Invasive group A streptococcal disease (iGAS) can present with severe manifestations, including sepsis, necrotizing fasciitis, and streptococcal toxic shock syndrome. Although β-lactam antibiotics are considered standard therapy, the role of adjunctive treatments, particularly clindamycin and intravenous immunoglobulin (IVIG), in children with these severe manifestations remains debated. Clindamycin is effective irrespective of pathogen load and is suggested to inhibit toxin production, while IVIG is hypothesized to modulate the immune response through multiple mechanisms, including neutralization of superantigens. The rarity of iGAS in children and the relatively low pediatric mortality rate (2-10%) complicate gathering evidence, with most data derived from small, low-quality studies. Evidence is often extrapolated from adult studies, despite substantial differences in mortality rates (30-80%). In this narrative review, we discuss the available evidence on the use of adjunctive therapies in severe pediatric iGAS and its possibility in guiding clinical management. Conclusion: Current evidence does not allow definitive conclusions regarding the benefit of clindamycin or IVIG in severe pediatric iGAS. Treatment decisions therefore largely rely on expert consensus and individualized clinical judgment.
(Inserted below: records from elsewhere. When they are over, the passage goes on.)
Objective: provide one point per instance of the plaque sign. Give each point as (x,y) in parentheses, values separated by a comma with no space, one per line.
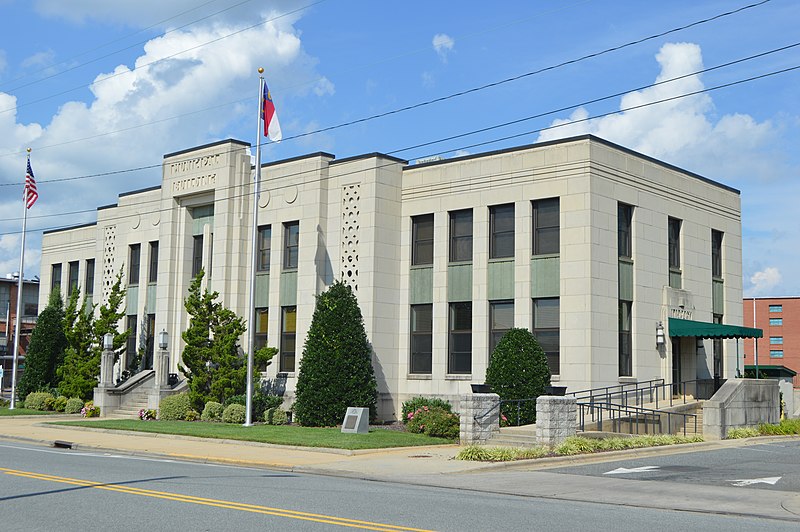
(356,420)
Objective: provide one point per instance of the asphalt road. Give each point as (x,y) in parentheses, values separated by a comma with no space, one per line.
(51,489)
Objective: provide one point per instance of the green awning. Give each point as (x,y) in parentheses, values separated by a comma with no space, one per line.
(702,329)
Ongoing multicenter studies, such as PEGASUS, aim to clarify the role of these adjunctive therapies and guide evidence-based practice. What is Known: • β-Lactams are first-line treatment for pediatric invasive group A streptococcal disease (iGAS). • Clindamycin and IVIG have been suggested as adjuncts in severe iGAS, but recommendations differ, and many countries have no formal guidance. What is New: • This review shows that evidence supporting clindamycin and IVIG in children with iGAS remains limited and is largely extrapolated from adult studies. It highlights variability in clinical practice, safety and cost concerns, and the need for larger-scale pediatric studies.